UNSC: Syrian-Russian Ties

Simran Singh of Al Jazeera reports on the proceedings of the UNSC.

“Congratulations, United Nations Security Council, this is the first effective action you have taken today.”

These words of the director, spoken halfway through the second session, are what truly spurred the committee into action. Before this, all the Council seemed to be doing was questioning procedure and discussing, but not passing any, directives. The consequences of this were made clear soon enough. The church in Uganda, where the Lord’s Resistance army was holding hostages, was burnt down, along with several fields. All this happened while the UNSC was busy discussing directives, which quite frankly, were inconsequential, and were not expected to give rise to much debate.

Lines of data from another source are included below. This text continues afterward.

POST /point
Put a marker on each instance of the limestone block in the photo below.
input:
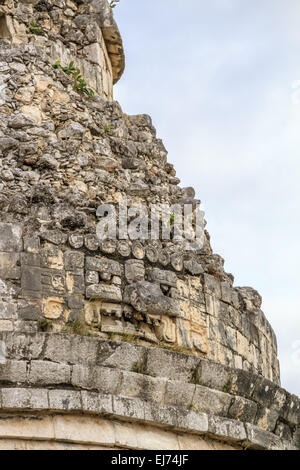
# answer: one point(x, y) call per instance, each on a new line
point(64, 400)
point(104, 292)
point(9, 268)
point(104, 265)
point(73, 260)
point(104, 379)
point(148, 298)
point(167, 278)
point(226, 428)
point(24, 398)
point(13, 372)
point(210, 401)
point(142, 386)
point(53, 307)
point(134, 271)
point(49, 373)
point(70, 349)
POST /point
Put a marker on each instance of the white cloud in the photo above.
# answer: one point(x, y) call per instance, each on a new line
point(217, 78)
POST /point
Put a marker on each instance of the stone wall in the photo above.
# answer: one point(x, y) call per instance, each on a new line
point(147, 339)
point(97, 393)
point(65, 31)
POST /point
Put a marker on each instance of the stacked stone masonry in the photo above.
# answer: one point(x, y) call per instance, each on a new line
point(115, 310)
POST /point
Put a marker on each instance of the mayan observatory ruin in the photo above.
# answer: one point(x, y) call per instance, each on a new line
point(112, 343)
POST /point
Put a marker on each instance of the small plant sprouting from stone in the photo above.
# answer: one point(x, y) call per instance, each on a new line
point(35, 29)
point(44, 325)
point(79, 84)
point(195, 377)
point(107, 128)
point(114, 3)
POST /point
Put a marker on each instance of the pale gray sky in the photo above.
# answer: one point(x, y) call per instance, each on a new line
point(217, 78)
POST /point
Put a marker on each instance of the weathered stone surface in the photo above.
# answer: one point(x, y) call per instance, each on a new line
point(63, 152)
point(10, 237)
point(104, 292)
point(148, 298)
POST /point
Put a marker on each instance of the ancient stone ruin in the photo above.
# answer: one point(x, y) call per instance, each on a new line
point(117, 343)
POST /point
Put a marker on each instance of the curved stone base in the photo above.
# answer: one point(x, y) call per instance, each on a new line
point(104, 394)
point(78, 432)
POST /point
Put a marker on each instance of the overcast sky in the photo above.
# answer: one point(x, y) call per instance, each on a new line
point(221, 80)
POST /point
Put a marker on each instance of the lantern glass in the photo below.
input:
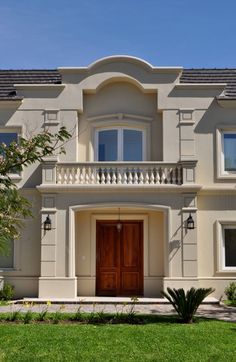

When the news of car bombings in Aleppo, Syria was relayed to the committee, they did not make the same mistake again- thankfully. A series of investigations was launched, led by Syrian and Russian Intel officers. Ironically, the bombs were traced back to Moscow, to a manufacturer ‘RSB’.

The presidential statement that Russia released shortly after claimed that the Russian government is in contact with the RSB, as it is with all Private Military Contractors, and was in fact sending an arms shipment to the Syrian government. However, due to unfortunate circumstances, the free Syrian Army- a group of defected Syrian Armed Forces officers and soldiers- intercepted this shipment.

Syria reassured the committee that its political ties with Russia haven’t been affected due to this incident. This is in fact extremely fortunate for the larger country, due to its dependency on Syria for it’s warm water ports. The Tartus port, for example, is an essential base for Russia, and it will do all it can to hold on to its only foothold in the Mediterranean. Syria, on the other hand, depends on Russia for its influence at diplomatic conferences and its ability to veto any resolution, in poarticular those presented by the western countries that go against the interests of Syria. These bombings were a close call, and could have led to a break in the alliance of the two countries, which has been prevalent since cold war times. The delegates now must do everything they can to sustain this symbiotic relationship between the two countries.